Rationalismus

[5] Rationalismus – In meiner Darstellung des Nominalismus (II. S. 160) suchte ich zu zeigen, daß die Dogmen der christlichen Kirche im Mittelalter aus der Vernunft bewiesen werden sollten, daß dann zwischen beweisbaren und unbeweisbaren Dogmen unterschieden wurde und daß endlich die Religion dem Forum der Vernunft entzogen wurde. Nun gab es etwa Anfang des 17. Jahrhunderts denkende Menschen, besonders in England, die doch wieder Vernunft und Religion zu kuppeln wagten und so die Chimäre einer Vernunftreligion konstruierten, den Deismus. Diese Leute erhielten von den richtigen Theologen mit nicht unberechtigtem Spotte den Beinamen Rationalisten. In theologischen Streitigkeiten hat das Wort Rationalismus heute noch einen ähnlichen Sinn, wenn man auch heute dabei mehr an eine nüchterne Auslegung der biblischen Wundergeschichten, an eine Art von Euhemerismus denkt.

In der Philosophie steht der Rationalismus nicht den unvorstellbaren Dogmen und den unglaublichen und darum eben glaubensgemäßen Wundern gegenüber, sondern dem Empirismus und Sensualismus. Es gibt nach dieser Lehre Vernunfterkenntnisse, die je nach der Sprache des letzten Führers angeboren oder apriorisch heißen und die zuverlässiger sein sollen als die sinnlichen Erkenntnisse. Weil aber diese rationalistischen Philosophen in ihrer Vergottung der Vernunft zugleich den Kirchendogmen kritisch gegenüberstehen, sind sie auch Rationalisten im ursprünglichen Sinne, sind Deisten, Aufklärer. Dieser Rationalismus ist so alt wie die Philosophie und tritt nur in immer neuen Verkleidungen auf. Einen seiner Höhepunkte hat er in Hegel erreicht, der ja die Welt unabhängig von aller Erfahrung aus der Selbstbewegung der Begriffe erkennen wollte.

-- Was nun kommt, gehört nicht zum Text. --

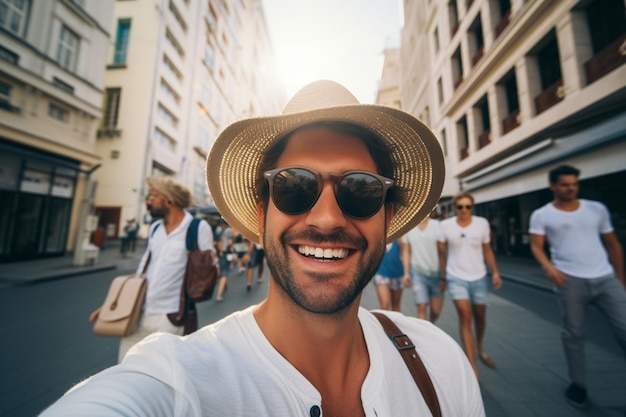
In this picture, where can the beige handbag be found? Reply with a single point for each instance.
(121, 309)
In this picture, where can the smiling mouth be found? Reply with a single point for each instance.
(320, 253)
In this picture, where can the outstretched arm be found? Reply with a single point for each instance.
(616, 254)
(536, 246)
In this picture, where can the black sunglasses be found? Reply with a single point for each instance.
(295, 190)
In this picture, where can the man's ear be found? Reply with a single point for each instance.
(389, 211)
(260, 212)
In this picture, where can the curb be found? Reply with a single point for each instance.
(527, 283)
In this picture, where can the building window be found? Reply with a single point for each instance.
(5, 92)
(58, 113)
(453, 17)
(67, 49)
(505, 16)
(169, 91)
(111, 107)
(549, 64)
(62, 85)
(121, 41)
(5, 98)
(172, 68)
(164, 140)
(547, 53)
(167, 116)
(463, 138)
(477, 43)
(208, 56)
(607, 30)
(444, 142)
(440, 90)
(607, 22)
(178, 17)
(13, 15)
(174, 43)
(457, 68)
(508, 86)
(484, 123)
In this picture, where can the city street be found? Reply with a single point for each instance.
(48, 345)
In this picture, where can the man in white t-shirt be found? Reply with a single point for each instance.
(323, 187)
(586, 266)
(166, 258)
(464, 248)
(424, 259)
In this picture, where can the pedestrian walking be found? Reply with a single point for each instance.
(392, 274)
(586, 266)
(324, 187)
(226, 256)
(464, 247)
(166, 255)
(254, 259)
(424, 266)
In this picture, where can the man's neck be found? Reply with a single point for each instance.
(566, 205)
(330, 352)
(173, 219)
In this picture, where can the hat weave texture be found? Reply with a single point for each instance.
(235, 156)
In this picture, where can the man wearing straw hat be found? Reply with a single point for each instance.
(323, 187)
(165, 259)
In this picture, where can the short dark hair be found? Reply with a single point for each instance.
(554, 174)
(378, 149)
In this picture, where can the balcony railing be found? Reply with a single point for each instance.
(606, 60)
(549, 97)
(510, 122)
(484, 139)
(503, 23)
(109, 132)
(478, 55)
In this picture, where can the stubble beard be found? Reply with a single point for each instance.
(277, 255)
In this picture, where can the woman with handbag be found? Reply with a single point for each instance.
(165, 260)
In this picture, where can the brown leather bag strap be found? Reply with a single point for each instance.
(407, 350)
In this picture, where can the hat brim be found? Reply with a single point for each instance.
(233, 162)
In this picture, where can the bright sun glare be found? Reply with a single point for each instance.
(341, 40)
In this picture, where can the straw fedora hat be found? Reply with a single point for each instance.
(234, 158)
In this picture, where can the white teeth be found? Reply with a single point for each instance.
(323, 253)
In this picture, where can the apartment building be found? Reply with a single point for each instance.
(514, 88)
(178, 72)
(52, 64)
(388, 92)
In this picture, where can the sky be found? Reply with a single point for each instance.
(340, 40)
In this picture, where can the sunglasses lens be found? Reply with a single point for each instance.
(295, 190)
(360, 195)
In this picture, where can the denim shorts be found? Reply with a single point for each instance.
(425, 286)
(475, 291)
(393, 283)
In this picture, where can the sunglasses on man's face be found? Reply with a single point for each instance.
(359, 194)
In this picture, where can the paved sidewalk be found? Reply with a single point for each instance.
(522, 270)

Die Stimmung unserer Gegenwart ist nicht mehr rationalistisch,[5] eigentlich auch nicht mehr aufklärerisch; Dichter und Forscher, welche einen Hamann, einen Jacobi höchstens dem Namen nach kennen, haben gelernt, daß die letzte Welterkenntnis auch aus der Vernunft nicht zu holen sei; Dichter und Forscher fangen zu fühlen an, daß es in den Werturteilen des Handelns und in den Gesetzen der Naturwissenschaft Konstanten gibt, denen gegenüber die Vernunft oder das Denken ebenso versagt, wie im Fortgange der nominalistischen Bewegung die Vernunft gegenüber den religiösen Dogmen ihre Mitarbeit weigerte.

Ich glaube nicht zu irren, wenn ich diese antirationalistische Stimmung der Gegenwart in Verbindung bringe mit den sprachkritischen Ideen, welche schon im ganzen letzten Viertel des 19. Jahrhunderts in der Luft lagen. Wenn irgendwo meine Gleichsetzung von Denken und Sprechen berechtigt war, so war sie es da, wo der Rationalismus das begriffliche Denken als ein souveränes Werkzeug sowohl dem Kirchenglauben als der sinnlichen Erfahrung gegenüberstellt. Die Kritik der Sprache, wie ich sie verstanden wissen möchte, ist darum eine Kritik des Rationalismus, eine Kritik des Aberglaubens an den absoluten Wert des diskursiven Denkens, der ratiocinatio; darum ist die Kritik der Sprache auch eine Kritik des Glaubens an angeborene oder apriorische Ideen, darum knüpft sie gern an die Philosophen an, welche die angeborenen Ideen geleugnet haben; darum aber auch, und weil die Kritik der Sprache, und sie zuerst, sogar die Begrifflichkeit des Sensualismus oder der adjektivischen Welt erkannt hat, darum steht sie noch freier und stärker als der Rationalismus gegen den Sensualismus und gegen dessen Dogmatiker: die Materialisten.

Quelle:
Mauthner, Fritz: Wörterbuch der Philosophie. Leipzig 2 1923, Band 3, S. 5-6.